Auto Mathe (54) disagrees.

“Our councillors are busy and there is a big difference. I won’t mind voting them back again,” he said.

“As people, we differ. Personally, I see change?...?We have water and electricity.”

The police station has still not been built. But there has been a commitment from the department of higher education and training to build a Further Education and Training college in Balfour, among the 12 planned for various parts of the country.

The residents’ demand to be incorporated into Gauteng has gone up in smoke.

In November, Mpumalanga Premier David Mabuza told them to be patient with his government.

This was two months after the residents ­reiterated to Zuma – while he was opening the recommissioned Grootvlei power station at an event last September – that they still wanted out of Mpumalanga.

“We must remain united as there cannot be a fruitful struggle without unity. As a provincial government, we will move a bit faster and fix what needs to be fixed,” Mabuza said.

Municipal manager Ngcobo kept his promise to City Press to make sure Sibaya got a house.

He also filled directors’ vacancies in the municipality, which stalled service delivery, but there are persisting administrative problems.

He promised to speak to City Press, but kept postponing the appointment.

In the 2009, 14?754 Dipaleseng residents cast their votes

Then and now

On my first visit to Balfour, when we began the Tatane Project three years ago, I saw school children and adults wading through water on the streets of Siyathemba township. It had just rained that afternoon and water flowed ankle-deep.

Piles of paving bricks were stacked along the roads as the Dipaleseng municipality prepared to pave them, which they did the next year.

Now the roads are deteriorating.

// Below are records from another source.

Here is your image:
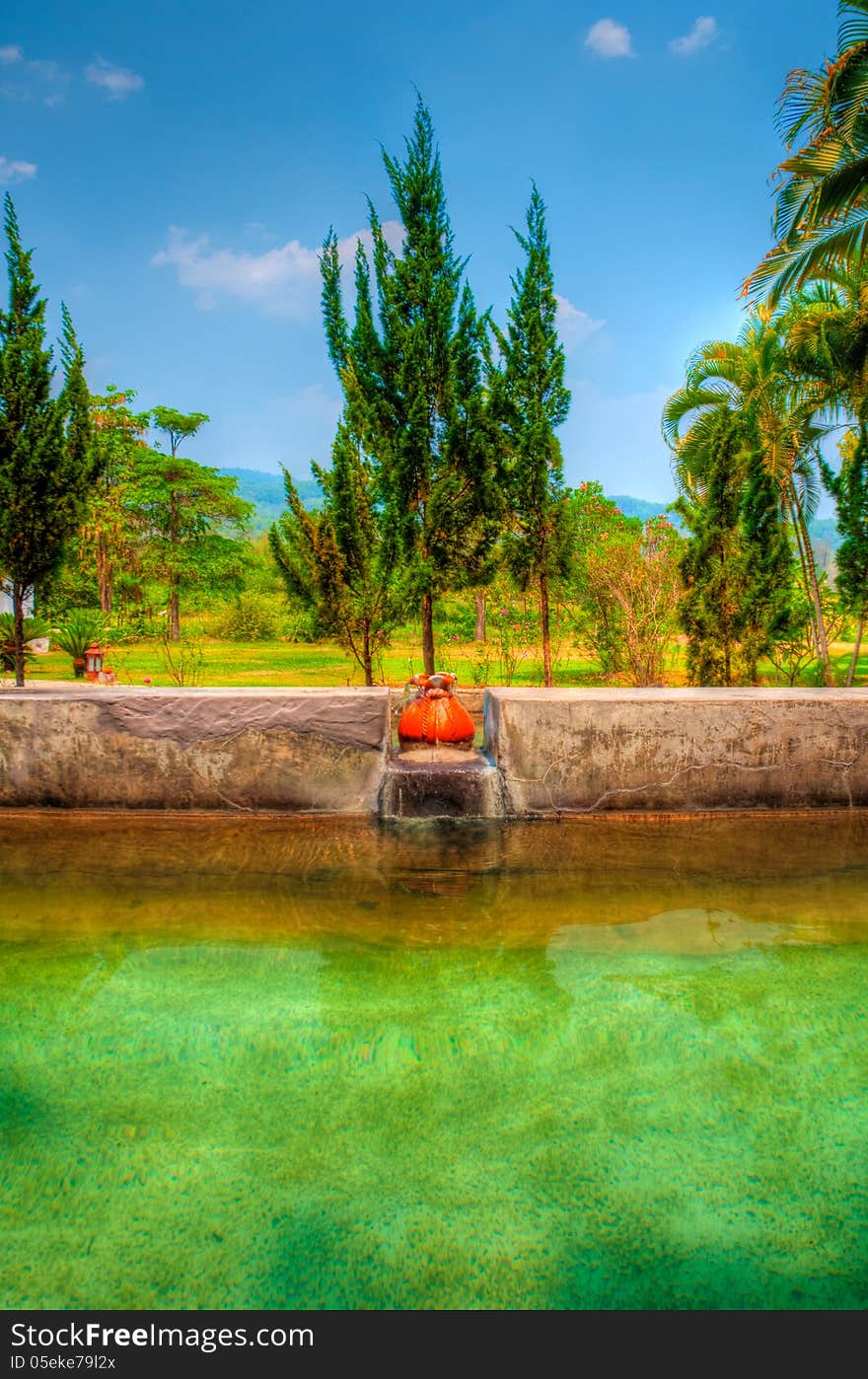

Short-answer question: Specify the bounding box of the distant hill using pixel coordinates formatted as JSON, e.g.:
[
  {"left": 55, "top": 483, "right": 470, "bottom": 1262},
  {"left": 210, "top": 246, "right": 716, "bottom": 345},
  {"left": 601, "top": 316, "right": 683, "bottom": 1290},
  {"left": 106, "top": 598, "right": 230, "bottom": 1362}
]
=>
[
  {"left": 221, "top": 469, "right": 323, "bottom": 535},
  {"left": 606, "top": 493, "right": 682, "bottom": 528},
  {"left": 221, "top": 469, "right": 840, "bottom": 551}
]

In some parts, the bricks have been washed away by the rains and in others, small mounds have appeared along the surface.

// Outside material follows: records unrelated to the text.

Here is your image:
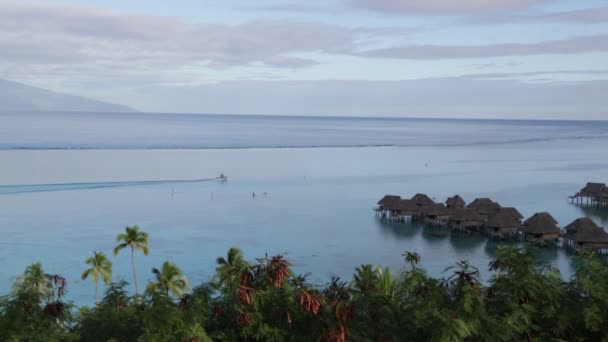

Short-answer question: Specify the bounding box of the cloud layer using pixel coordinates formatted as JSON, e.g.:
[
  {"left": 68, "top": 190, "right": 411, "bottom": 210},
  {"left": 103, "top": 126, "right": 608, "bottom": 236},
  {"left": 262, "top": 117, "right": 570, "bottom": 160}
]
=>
[
  {"left": 123, "top": 75, "right": 608, "bottom": 119},
  {"left": 352, "top": 0, "right": 546, "bottom": 14},
  {"left": 362, "top": 34, "right": 608, "bottom": 59}
]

It is all a sign of shoddy work.

A tar road winding around the township featured gaping potholes, which are now being repaired.

Locals we spoke to in 2011 complained of night-time crime that occurred because they had no street lights.

Today, towering lights dominate the township skyline, but residents say they haven’t worked in months.

The erratic and dirty water supply, as well as power outages, have continued for three years.

The municipality has not moved an inch and councillors are still not informing residents about cuts in supply.

The walls of the public library, which protesting residents torched in 2009, remain – and provide loitering youngsters with a hide-out to smoke or have a pee.

The stadium is still unkempt, with patches of grass here and there.

Youngsters loiter on street corners and in front of shops. Jobs are still very scarce.

Yet in all of this despair, Johan Sibaya finally has something to smile about: He is very happy with his two-bedroom brick house.